#35 — Brick (Rian Johnson, 2006)
Sometimes movies use dialogue to capture how we do talk, wallowing in the stammers, the pauses, the redundancies. False starts and restless thinking out loud intermingle, obscuring the exposition and banter while also lending them a smack of authenticity. Then there are those movies that are about how we should talk: rapid and pointed and endlessly inventive, using language like a weapon instead of just a blunt tool. At their best, these films are hyper-verbal avalanches, cascades of sharply rendered words that are infused with attitude. This stylistic approach goes back at least to the classic screwball comedies, films that fully exploited the relatively new development of film sound as if there was a certain quota of words required to keep the audio in place, to prevent the soundtrack from spinning off recklessly in the projection booth. It arguably reached its pinnacle with the classic film noirs of the forties and fifties, the dense language spun into a darker weave. The words are so perfectly chosen, it’s what you’d expect to hear if a dictionary could talk, especially if it had a bad attitude from all that time on the shelf.
As films became more naturalistic, that approach to dialogue withered away, and the relentless valuing of concept over character, spectacle over depth caused further harm. One of the reasons Rian Johnson’s Brick is so exciting is that it values those qualities that are increasingly discarded in the filmmaking process. Johnson has a fine visual sense in constructing the film, bringing an unlikely foreboding to the chintzy paneling of a suburban basement or the painted cinder blocks of a public school, but it’s the language of the screenplay that is truly riveting, somehow managing to be both retro and revolutionary. Like many of the revered film noir offerings, it is a detective story fueled by double lives, a unseemly underworld and femme fatales. Instead of a weathered private eye, the film finds its hero in the form of a high school student following the troubling trails that lead to the body of his deceased ex-girlfriend. He’s a contemporary teen in a world that seems better suited to the yellowing pages of old paperback novel. It’s a big, glaring choice, and it could easily tip over into empty experimentation, a conceit that displaces emotion and narrative integrity.

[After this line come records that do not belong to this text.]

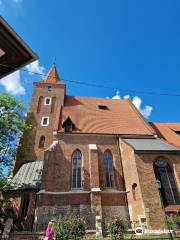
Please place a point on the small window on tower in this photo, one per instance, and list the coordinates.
(45, 121)
(47, 101)
(49, 87)
(68, 125)
(42, 142)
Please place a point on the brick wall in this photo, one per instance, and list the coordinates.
(14, 201)
(56, 183)
(138, 168)
(28, 148)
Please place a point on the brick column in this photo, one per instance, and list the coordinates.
(95, 188)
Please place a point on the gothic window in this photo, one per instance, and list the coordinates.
(25, 205)
(134, 186)
(39, 104)
(41, 142)
(108, 169)
(68, 125)
(166, 182)
(45, 121)
(53, 104)
(47, 101)
(76, 169)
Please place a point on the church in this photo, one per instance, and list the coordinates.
(96, 157)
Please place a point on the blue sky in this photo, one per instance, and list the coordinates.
(124, 44)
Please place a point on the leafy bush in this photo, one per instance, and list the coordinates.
(69, 227)
(174, 222)
(117, 229)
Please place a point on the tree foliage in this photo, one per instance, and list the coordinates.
(117, 229)
(70, 227)
(11, 125)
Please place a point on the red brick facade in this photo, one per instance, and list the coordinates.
(134, 195)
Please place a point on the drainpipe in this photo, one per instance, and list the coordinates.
(34, 214)
(124, 184)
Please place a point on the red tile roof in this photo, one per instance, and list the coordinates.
(52, 76)
(120, 116)
(168, 131)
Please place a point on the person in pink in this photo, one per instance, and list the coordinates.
(49, 231)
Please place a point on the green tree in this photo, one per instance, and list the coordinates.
(12, 116)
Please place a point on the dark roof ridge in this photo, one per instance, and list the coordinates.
(92, 97)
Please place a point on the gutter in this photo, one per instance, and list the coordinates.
(124, 184)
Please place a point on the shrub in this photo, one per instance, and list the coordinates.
(69, 227)
(117, 229)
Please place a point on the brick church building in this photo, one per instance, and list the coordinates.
(96, 157)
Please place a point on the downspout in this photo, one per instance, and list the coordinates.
(124, 184)
(33, 224)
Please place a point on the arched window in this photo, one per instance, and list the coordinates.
(76, 169)
(53, 104)
(41, 142)
(166, 183)
(134, 186)
(108, 168)
(39, 104)
(25, 205)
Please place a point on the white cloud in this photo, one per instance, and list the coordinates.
(137, 101)
(12, 84)
(145, 111)
(34, 67)
(126, 97)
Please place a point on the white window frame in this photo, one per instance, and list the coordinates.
(50, 102)
(42, 120)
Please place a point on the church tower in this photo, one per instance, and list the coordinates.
(47, 100)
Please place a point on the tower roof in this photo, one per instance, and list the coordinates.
(52, 76)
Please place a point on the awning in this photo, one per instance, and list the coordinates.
(29, 176)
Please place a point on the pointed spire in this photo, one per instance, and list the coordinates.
(52, 76)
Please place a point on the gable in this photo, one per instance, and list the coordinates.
(115, 117)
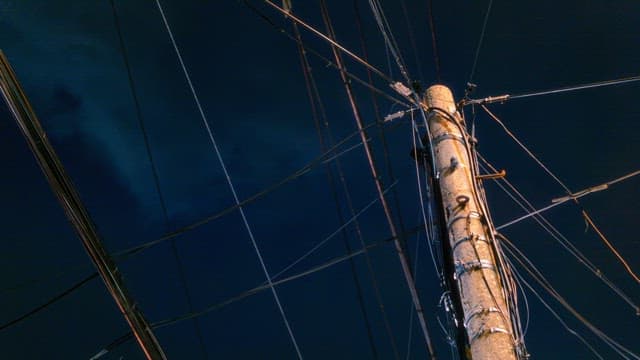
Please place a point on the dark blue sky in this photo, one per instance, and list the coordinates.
(252, 89)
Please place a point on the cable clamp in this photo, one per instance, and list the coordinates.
(480, 311)
(468, 238)
(487, 100)
(462, 268)
(491, 330)
(401, 89)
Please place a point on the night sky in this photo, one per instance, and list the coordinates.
(249, 79)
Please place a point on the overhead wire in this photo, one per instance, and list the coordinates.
(329, 40)
(49, 302)
(592, 85)
(406, 266)
(247, 293)
(317, 54)
(533, 271)
(559, 237)
(586, 216)
(156, 179)
(319, 160)
(577, 195)
(320, 117)
(434, 40)
(229, 182)
(553, 312)
(412, 40)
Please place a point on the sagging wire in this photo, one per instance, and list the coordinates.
(559, 237)
(567, 190)
(533, 271)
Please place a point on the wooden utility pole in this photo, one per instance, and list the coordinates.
(74, 209)
(484, 306)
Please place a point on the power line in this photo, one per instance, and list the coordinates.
(477, 54)
(154, 171)
(318, 116)
(331, 41)
(528, 265)
(406, 267)
(579, 194)
(228, 178)
(586, 216)
(578, 87)
(434, 40)
(560, 238)
(49, 302)
(247, 293)
(317, 54)
(322, 159)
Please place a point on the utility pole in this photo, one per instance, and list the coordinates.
(74, 209)
(484, 305)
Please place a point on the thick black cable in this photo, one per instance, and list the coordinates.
(49, 302)
(578, 87)
(406, 270)
(300, 172)
(253, 291)
(317, 54)
(314, 96)
(412, 40)
(154, 171)
(434, 40)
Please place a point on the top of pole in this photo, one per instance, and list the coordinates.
(440, 97)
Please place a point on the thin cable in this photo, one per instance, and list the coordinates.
(156, 179)
(553, 312)
(546, 285)
(561, 239)
(260, 194)
(484, 27)
(49, 302)
(228, 178)
(412, 40)
(124, 338)
(578, 87)
(317, 54)
(579, 194)
(321, 117)
(406, 267)
(331, 41)
(434, 40)
(574, 198)
(331, 236)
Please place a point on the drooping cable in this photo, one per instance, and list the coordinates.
(229, 182)
(577, 195)
(554, 313)
(406, 269)
(156, 179)
(49, 302)
(256, 290)
(559, 237)
(320, 117)
(329, 40)
(317, 54)
(578, 87)
(388, 164)
(319, 160)
(533, 271)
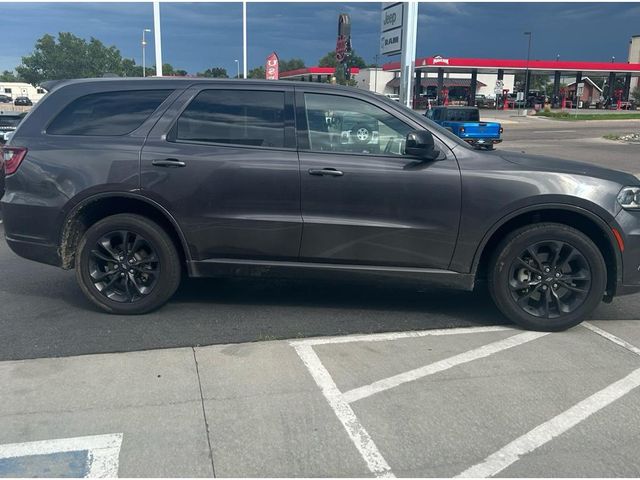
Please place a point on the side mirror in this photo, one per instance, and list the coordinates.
(420, 144)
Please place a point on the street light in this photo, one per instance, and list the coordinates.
(375, 89)
(144, 45)
(526, 77)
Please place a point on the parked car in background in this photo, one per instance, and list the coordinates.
(465, 123)
(136, 182)
(482, 101)
(8, 123)
(22, 102)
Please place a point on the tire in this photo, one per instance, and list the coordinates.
(133, 283)
(547, 300)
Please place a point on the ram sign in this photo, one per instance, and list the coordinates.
(391, 42)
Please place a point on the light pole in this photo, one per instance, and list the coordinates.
(375, 88)
(144, 46)
(526, 75)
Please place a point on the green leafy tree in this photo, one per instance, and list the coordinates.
(214, 72)
(293, 64)
(69, 57)
(9, 76)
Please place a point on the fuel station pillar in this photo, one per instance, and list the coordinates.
(471, 101)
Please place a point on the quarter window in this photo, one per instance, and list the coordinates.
(344, 124)
(235, 117)
(107, 113)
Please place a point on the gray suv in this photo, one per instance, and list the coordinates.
(137, 182)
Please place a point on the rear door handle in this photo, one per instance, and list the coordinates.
(169, 162)
(332, 172)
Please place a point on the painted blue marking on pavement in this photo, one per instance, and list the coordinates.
(58, 465)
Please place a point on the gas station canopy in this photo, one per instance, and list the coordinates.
(491, 65)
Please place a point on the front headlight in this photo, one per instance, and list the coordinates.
(629, 198)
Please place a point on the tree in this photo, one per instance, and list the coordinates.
(9, 76)
(68, 57)
(214, 72)
(289, 65)
(329, 60)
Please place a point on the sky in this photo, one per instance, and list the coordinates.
(197, 36)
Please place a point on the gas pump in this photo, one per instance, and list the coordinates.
(618, 94)
(445, 96)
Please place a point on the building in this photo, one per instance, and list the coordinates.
(591, 93)
(21, 89)
(375, 80)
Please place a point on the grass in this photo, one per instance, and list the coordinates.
(588, 116)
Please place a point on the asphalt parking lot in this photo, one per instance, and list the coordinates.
(237, 378)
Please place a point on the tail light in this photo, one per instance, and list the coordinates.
(12, 157)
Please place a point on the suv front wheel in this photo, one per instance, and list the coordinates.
(547, 276)
(127, 264)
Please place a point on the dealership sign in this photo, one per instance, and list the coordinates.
(391, 42)
(391, 17)
(272, 67)
(391, 22)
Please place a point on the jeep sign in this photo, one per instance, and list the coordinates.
(391, 18)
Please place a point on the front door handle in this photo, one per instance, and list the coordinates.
(169, 162)
(332, 172)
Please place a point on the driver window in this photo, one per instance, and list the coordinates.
(348, 125)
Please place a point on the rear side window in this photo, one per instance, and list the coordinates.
(235, 117)
(107, 113)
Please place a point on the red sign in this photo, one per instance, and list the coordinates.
(271, 67)
(341, 48)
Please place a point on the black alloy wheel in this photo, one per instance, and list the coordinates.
(547, 276)
(550, 279)
(127, 264)
(124, 266)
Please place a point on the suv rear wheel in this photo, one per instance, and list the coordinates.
(127, 264)
(547, 276)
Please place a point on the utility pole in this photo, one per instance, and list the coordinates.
(157, 37)
(408, 60)
(526, 75)
(244, 40)
(375, 88)
(144, 46)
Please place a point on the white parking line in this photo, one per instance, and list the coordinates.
(611, 337)
(359, 436)
(546, 432)
(103, 451)
(440, 366)
(383, 337)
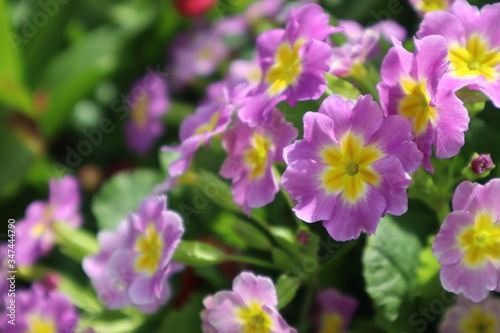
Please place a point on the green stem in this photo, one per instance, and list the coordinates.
(250, 260)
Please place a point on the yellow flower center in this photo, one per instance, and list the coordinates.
(479, 322)
(210, 126)
(287, 67)
(431, 5)
(140, 111)
(349, 167)
(481, 241)
(476, 58)
(415, 105)
(256, 156)
(39, 325)
(149, 247)
(254, 319)
(331, 323)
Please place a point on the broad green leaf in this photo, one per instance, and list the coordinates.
(187, 319)
(12, 89)
(251, 235)
(122, 194)
(286, 288)
(74, 72)
(390, 262)
(198, 254)
(429, 266)
(75, 243)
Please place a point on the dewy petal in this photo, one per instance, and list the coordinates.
(442, 23)
(349, 220)
(255, 288)
(311, 82)
(475, 283)
(432, 61)
(453, 121)
(394, 138)
(302, 179)
(445, 247)
(393, 184)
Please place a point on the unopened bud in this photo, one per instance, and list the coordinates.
(481, 163)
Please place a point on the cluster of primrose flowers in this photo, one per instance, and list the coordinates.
(353, 165)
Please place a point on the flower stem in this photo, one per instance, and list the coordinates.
(251, 261)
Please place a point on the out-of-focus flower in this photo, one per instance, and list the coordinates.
(334, 311)
(211, 118)
(362, 44)
(293, 60)
(38, 310)
(481, 163)
(473, 46)
(148, 103)
(424, 6)
(352, 166)
(467, 316)
(468, 244)
(409, 87)
(249, 307)
(248, 70)
(37, 227)
(134, 265)
(196, 54)
(251, 153)
(193, 8)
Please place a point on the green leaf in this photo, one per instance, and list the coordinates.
(75, 243)
(281, 259)
(74, 72)
(390, 262)
(429, 266)
(214, 188)
(12, 89)
(342, 87)
(286, 239)
(187, 319)
(286, 288)
(198, 254)
(251, 235)
(121, 195)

It avoids gimmickry, however, because it is such a perfect, if surprising, fit. For one thing, the whipcrack banter and edgy lingo sounds exactly right coming from these teenagers, a demographic already inclined towards shortcut slang and perpetual grammatical reinvention. More importantly, Johnson taps into the heightened emotions inherent in these words. The intensity of the verbal interplay reflects feverish emotions worn right on the surface. Desire, jealousy, rage all play out at peak temperatures, and fear and fearlessness interplay as rapidly and as assuredly as if they were etched on opposite sides of a spinning target. The language of film noir is the language of the immediate: rewards demanded, challenges issued, betrayals named, condemned and moved past in the single breath required to recite a long, angular sentence. That is high school, when every feeling is the most intense you’ve ever felt and the most intense you’ll ever feel, when every interpersonal conflict is cataclysmic. It may strain credulity to have modern mugs going off the deep end for a moody dame with killer gams. Unless, of course, the dame in question is two lockers down, accidentally toying with agitated hormones as easily and absent-mindedly as she might spin the dial of a combination lock.
That doesn’t mean the film’s success is automatic. The material still needs to brought to life, words anchored to emotions or else they become impediments to meaning, a vocabulary exercise instead of an entry to the story. As a director, Johnson finesses the tone and pacing with great skill. He also collaborates beautifully with Joseph Gordon-Levitt, who plays the film’s lovelorn protagonist. Gordon-Levitt strides across the strip-mall landscape with his jacket pulled tight around him, bracing himself against an environment fraught with danger. That danger increases exponentially with each new clue he unearths, each step further he takes into the dark hollow of the fresh-faced gangland battlefield he discovers. His protective layers were damaged by the girls who turned away from him, and ruptured entirely by his own stern curiosity, his need to get to the bottom of things. His intelligence is his armor, but its also a metal rake hurled at a hornets’ nest. He’ll deliver some damage, but there will also be painful results. Gordon-Levitt could have waltzed through the film with a disaffected cool–a Mitchumesque bedraggled smirk–and been effective. He gets more out of the role and gives more to the film by tapping into some fragility, some uncertainty alongside the ingenuity. It’s just a role, and a stylized one at that, but Gordon-Levitt remembers to also make it into a recognizable person.
That’s the central trick, and it’s a good one. With the layers of style removed, the dialogue chilled to more direct expression, the floridness of emotion carefully tempered, there would still be a compelling story, still characters well-drawn enough to engender concern and sympathy. Brick inspires investment with or without its genre trappings and nostalgic dialogue flourishes. That doesn’t diminish those elements; it heightens them, makes the cinematic ride all the more intoxicating. It is a splendid scrap, a strident joyride and a film that merits proud placement amidst the hard-boiled masterworks that served as its inspiration.